Under normal circumstances, there are about 6.5 million companion animals that enter animal shelters nationwide every year, according to estimates from the American Society for the Prevention of Cruelty to Animals.
Of course, the number of animals in shelters varies throughout the year depending on breeding seasons and so on, but the ASPCA’s current data shows there has been a near 70 percent increase in animals going into foster care through the organization’s New York City and Los Angeles foster programs compared to the same period in 2019.
As of March 15, more than 1,500 people had completed online foster applications in New York City and Los Angeles, according to an ASPCA spokesperson – which is equivalent to an approximate 500 percent increase from “traditional application numbers.”
More than 300 animals from the ASPCA’s New York City and Los Angeles foster programs are currently in foster care.
“We’ve seen an incredibly compassionate response from people willing to open their homes to foster vulnerable shelter animals during this period of uncertainty," ASPCA President and CEO Matt Bershadker told FOX Business. "Fostering puts shelter animals in safe and loving homes, helps shelters conserve their space and resources, and provides people with comfort and companionship, which is so important right now. It also helps shelter animals acclimate to an eventual life in a home.

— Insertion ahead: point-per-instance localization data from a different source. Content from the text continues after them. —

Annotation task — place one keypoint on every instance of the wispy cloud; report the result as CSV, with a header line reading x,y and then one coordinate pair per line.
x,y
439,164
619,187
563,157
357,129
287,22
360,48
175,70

We applaud all those stepping up for animals in need, even in the midst of so much anxiety.”
Humane Society of the United States CEO and President Kitty Block echoed a similar sentiment as to why people are seemingly adopting or fostering more than they were before and why these actions are essential for in-need animals.
“Pet adoption and fostering are critical now more than ever. Animals bring us pure joy and unconditional love," Block told FOX Business. "With people staying home right now, it can be an ideal time to settle a pet into your home and get to know each other. The companionship is enriching for both the humans and the pets. If a permanent pet is not an option, fostering is an incredibly rewarding experience. Foster homes increase the capacity of shelters to save more lives, provide a safe and comfortable environment for the animal, and can bring health benefits to the foster family.”
She added, “The Humane Society of the United States is seeing communities across the country stepping up like never before as a safety net to help animals in their own community. It’s a game-changer in the sheltering world right now and we truly hope it continues well after this pandemic.”
Coronavirus-related pet adoption has become so prevalent in different areas in the county, one animal shelter in Florida – Friends of Palm Beach County Animal Care and Control – had an entire kennel emptied for the first time in history. The shelter shared the milestone on social media and it quickly went viral and even animal advocate Ellen DeGeneres gave a nod.
"This amazing milestone was made possible by the help and support of our entire community," the organization wrote on Facebook accompanying a video of staff cheering. "Thank you to the shelter staff and volunteers who work tirelessly to care for, find homes for, and advocate for the pets who come through these doors; thank you to our incredible foster parents who open their heart and homes to thousands of pets each year; thank you to everyone who has opted to adopt a shelter pet."
After the pandemic, animal organizations are hopeful that humans will have bonded enough with their furry friends to take another leap of faith.
“We’re hoping for lots of ‘foster failures’ [when people fostering an animal end up adopting the animal], which means organizations will be able to save more animals and we’ll see a reduction in animals in shelters,” Meredith Ayan, the executive director at the Society for the Prevention of Cruelty to Animals, said in an interview with dvm360.
The Associated Press contributed to this report.